El Presidente, sintiendo la expresión mayoritaria, se aviene a conceder. Es más, el público, en numerosísimas ocasiones se arroga el derecho a otorgar las dos orejas y hasta el rabo al matador de turno y el Presidente se doblega a la petición popular, delegando en esta, erróneamente, sus propias competencias. Así están las cosas y si no hay una normativa seria que se cumpla, todo se irá lamentablemente fuera de jurisdicción, nada tendrá la seriedad debida y la fiesta se irá de las manos y no sé a donde conducirá.
Traslademos esto a lo sucedido el Domingo de Resurrección en Las Ventas, plaza en la que se lidiaron toros de la ganadería de Martín Lorca para Curro Díaz, Rafa Serna y Diego San Román.
La nota predominante del devenir de la corrida se substanció en la negativa del Presidente de conceder la oreja al matador de toros Curro Díaz de su segundo astado, cuando de un modo u otro la petición era claramente mayoritaria. En su negativa no caben excusas. El público es soberano y se unió de mil modos para solicitar el trofeo para el matador. Matador que en ningún momento alentó al público en su petición. Eso es algo que el torero linarense jamás haría y que tampoco sería culpable si la demostración de adhesiones a su labor ante el astado, no se hubiera hecho de la forma más ortodoxa. Hecho más que demostrable de que la petición era mayoritaria fue, que tras el arrastre del toro, los silbidos y el abucheo de todo el graderío hacia la autoridad, fue de manera notoria y Curro Díaz, además, nunca hubiera dado, por deseos del público la vuelta al ruedo, si no se sintiera justo merecedor del premio, como le demostraron uno a uno los 10 tendidos de la plaza manifestándolo con sus aplausos y al arrojarle prendas, saludos y flores. Los titulares de la corrida en los medios de comunicación hacían mención a la denegación de la oreja, el robo y cosas por el estilo.

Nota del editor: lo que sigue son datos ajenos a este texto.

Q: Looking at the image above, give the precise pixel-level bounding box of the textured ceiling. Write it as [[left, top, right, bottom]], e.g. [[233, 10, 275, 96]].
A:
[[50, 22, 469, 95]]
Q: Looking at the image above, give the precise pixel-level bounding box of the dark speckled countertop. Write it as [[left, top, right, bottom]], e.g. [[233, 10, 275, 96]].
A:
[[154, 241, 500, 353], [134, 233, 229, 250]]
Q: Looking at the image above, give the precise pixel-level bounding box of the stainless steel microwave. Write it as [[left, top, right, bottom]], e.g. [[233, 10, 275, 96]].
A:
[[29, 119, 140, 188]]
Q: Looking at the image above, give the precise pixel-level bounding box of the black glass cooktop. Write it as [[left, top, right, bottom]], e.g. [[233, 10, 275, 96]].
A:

El hecho de no otorgar desde la presidencia la oreja demandada con justicia por el público me resulta incomprensible y no quisiera pensar que obedezca a turbias razones pero sí diré que la primera oreja de la temporada 2026 en Las Ventas fue la de Curro Díaz que el Presidente le negó.
En líneas generales añadir que en la primera plaza del mundo hubo un torero con personalidad, temple y mando al que el público mostró respeto y estima entre sentidos olés que fueron como un rugido de admiración, y religiosos y prolongados silencios que dicen tanto en la catedral del toreo.
Olés y silencios para uno de sus toreros más apreciados: Curro Díaz.
Rafa Serna y Diego San Román que dieron la cara ante unas reses astifinas no llegaron al público. Por mi parte me exonero de enjuiciar minuciosamente la corrida y, respetando las opiniones de cuantos cronistas han hablado o escrito, me adhiero a casi todo lo manifestado en “Cultoro” por el veterano crítico barcelonés Paco March.